Ce processus met également l'accent sur la nécessité pour les Forces armées libanaises d'exercer un contrôle exclusif sur ces zones, en évitant toute interférence d'acteurs non étatiques. Ces étapes préliminaires, indiquent les analystes, pourraient ouvrir la voie à un accord global de paix et de sécurité entre les deux nations, qui restent techniquement en guerre.
Israël et le Liban visent un "accord global"
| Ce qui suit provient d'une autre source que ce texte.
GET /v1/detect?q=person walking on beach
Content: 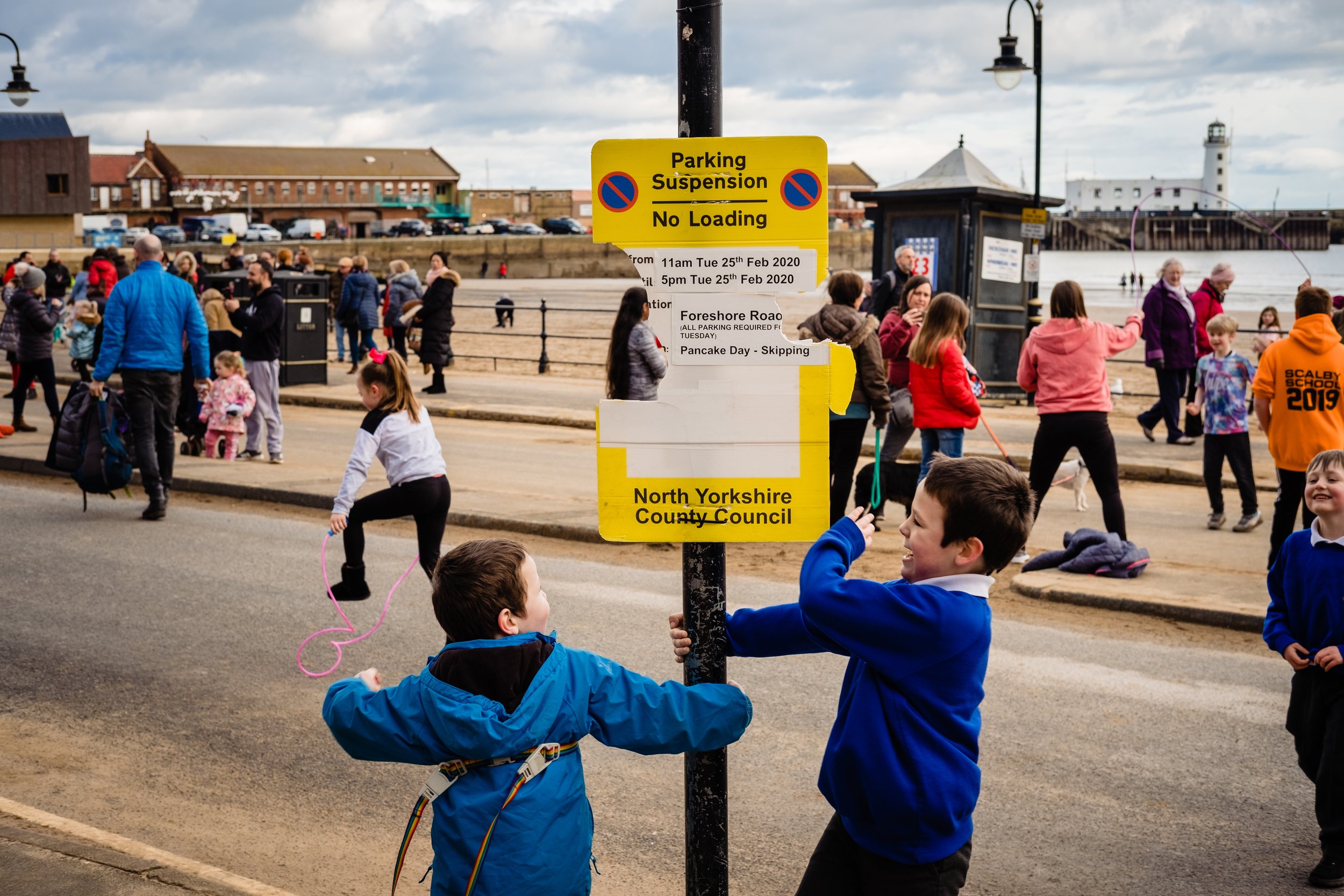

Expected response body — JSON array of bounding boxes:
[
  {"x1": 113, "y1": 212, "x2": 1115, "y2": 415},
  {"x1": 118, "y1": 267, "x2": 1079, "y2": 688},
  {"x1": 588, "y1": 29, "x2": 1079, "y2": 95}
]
[
  {"x1": 606, "y1": 286, "x2": 668, "y2": 402},
  {"x1": 1139, "y1": 258, "x2": 1195, "y2": 445},
  {"x1": 1018, "y1": 279, "x2": 1144, "y2": 540},
  {"x1": 89, "y1": 234, "x2": 210, "y2": 520}
]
Une source diplomatique a souligné que ce dialogue est crucial pour déterminer l'avenir des relations bilatérales, en insistant sur la nécessité que cette évolution se fasse sans ingérence extérieure. La déclaration conjointe fait référence à l'Iran, souvent perçu comme un acteur perturbateur dans cette dynamique.
Les discussions qui se poursuivront la semaine du 22 juin marquent un tournant potentiel dans les relations israélo-libanaises. Plus tôt, le président américain a souligné l’importance de dissocier les négociations concernant le Liban de celles portant sur l'Iran, une position qui pourrait faciliter un dialogue plus constructif. Les tensions demeurent, cependant, renforcées par des frappes israéliennes récentes qui ont causé plusieurs pertes humaines au Liban.
Les prochains pourparlers sont attendus avec impatience, car ils pourraient cimenter les bases d'une paix durable dans une région longtemps marquée par les conflits.